Most everything we did order hit the spot. There was a block of cold tofu topped with sweet seaweed and salmon roe, equal parts briny and refreshing. There was a big bowl of fried chicken skin (at $10, the deal of the night), as immaculately crunchy as the wonton strips they serve at Americanized Chinese restaurants, which was the ideal match for cold beer. There were hand rolls piled high with grilled eel and ponzu-kissed raw yellowtail. Our favorite was a bowl of udon carbonara topped with bonito flakes and spicy, bright-orange cod roe — a creamy, buttery taste of the sea.

We finished with a grilled rice ball that had been brushed with a sweet soy sauce glaze and cooked over hot charcoal until it was smoky and crunchy and perfectly golden-brown: an elite-tier final bite.

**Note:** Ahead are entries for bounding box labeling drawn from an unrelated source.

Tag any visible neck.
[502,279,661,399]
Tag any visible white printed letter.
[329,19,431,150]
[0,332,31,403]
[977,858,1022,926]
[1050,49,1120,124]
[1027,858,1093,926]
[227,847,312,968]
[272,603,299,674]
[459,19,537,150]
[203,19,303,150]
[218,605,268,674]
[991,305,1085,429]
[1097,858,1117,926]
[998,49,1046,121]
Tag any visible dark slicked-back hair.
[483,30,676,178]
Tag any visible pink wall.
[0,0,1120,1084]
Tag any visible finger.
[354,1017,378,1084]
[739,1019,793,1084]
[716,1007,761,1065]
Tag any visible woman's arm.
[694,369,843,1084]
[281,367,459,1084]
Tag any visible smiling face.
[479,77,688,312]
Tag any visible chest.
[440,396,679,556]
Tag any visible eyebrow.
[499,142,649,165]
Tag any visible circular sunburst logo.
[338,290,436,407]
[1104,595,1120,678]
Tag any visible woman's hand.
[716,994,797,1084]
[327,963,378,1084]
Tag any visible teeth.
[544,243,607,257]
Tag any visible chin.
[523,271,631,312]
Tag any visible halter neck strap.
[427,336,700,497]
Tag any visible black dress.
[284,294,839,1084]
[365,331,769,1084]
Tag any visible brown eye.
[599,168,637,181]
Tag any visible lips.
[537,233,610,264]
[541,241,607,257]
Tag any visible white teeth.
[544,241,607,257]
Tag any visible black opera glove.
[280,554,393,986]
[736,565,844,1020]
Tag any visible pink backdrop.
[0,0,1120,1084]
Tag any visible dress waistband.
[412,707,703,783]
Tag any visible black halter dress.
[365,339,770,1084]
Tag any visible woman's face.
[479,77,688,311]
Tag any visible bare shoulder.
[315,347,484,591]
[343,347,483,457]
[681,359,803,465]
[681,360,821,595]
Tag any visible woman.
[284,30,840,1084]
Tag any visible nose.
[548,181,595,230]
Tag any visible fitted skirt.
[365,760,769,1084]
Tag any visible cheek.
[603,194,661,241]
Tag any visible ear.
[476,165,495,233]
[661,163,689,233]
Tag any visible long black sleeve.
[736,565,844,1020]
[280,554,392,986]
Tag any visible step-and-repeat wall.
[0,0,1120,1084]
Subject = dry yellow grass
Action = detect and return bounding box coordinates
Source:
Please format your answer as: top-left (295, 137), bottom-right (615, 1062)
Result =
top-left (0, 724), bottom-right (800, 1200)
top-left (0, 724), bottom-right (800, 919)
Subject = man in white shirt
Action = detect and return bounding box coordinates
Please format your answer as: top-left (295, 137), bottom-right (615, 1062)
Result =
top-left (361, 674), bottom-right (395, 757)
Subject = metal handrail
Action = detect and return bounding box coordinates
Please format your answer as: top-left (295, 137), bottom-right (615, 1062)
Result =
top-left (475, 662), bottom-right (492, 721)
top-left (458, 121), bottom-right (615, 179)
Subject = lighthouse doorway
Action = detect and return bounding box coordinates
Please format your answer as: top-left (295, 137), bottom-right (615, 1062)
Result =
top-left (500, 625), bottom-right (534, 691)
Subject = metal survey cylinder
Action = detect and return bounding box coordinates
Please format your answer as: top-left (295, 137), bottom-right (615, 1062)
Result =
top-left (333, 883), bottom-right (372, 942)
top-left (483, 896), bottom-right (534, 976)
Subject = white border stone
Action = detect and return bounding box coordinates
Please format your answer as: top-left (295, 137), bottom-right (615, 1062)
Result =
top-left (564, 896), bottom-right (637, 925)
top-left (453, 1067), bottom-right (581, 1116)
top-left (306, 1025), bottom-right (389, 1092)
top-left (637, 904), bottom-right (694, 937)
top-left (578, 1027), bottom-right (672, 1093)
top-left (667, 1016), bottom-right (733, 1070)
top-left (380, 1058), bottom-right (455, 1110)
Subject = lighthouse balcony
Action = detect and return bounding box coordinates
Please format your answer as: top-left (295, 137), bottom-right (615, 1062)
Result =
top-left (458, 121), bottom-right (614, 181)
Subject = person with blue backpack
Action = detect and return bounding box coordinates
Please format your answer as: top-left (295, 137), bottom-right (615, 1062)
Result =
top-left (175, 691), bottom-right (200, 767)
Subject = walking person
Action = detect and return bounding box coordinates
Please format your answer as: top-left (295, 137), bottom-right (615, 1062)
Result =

Kinda is also the rare Bay Area restaurant that feels tailor-made for a solo (midnight) diner — where you can swing by after work, grab a seat at the bar, order a couple of cold appetizers and a plate of mentaiko pasta, and feel completely comfortable and unhurried. I think we can all toast to that.


Kinda Izakaya is open Monday through Thursday 5:30–11 p.m. and Friday to Saturday 5:30 p.m.–midnight at 1941 University Ave. in Berkeley.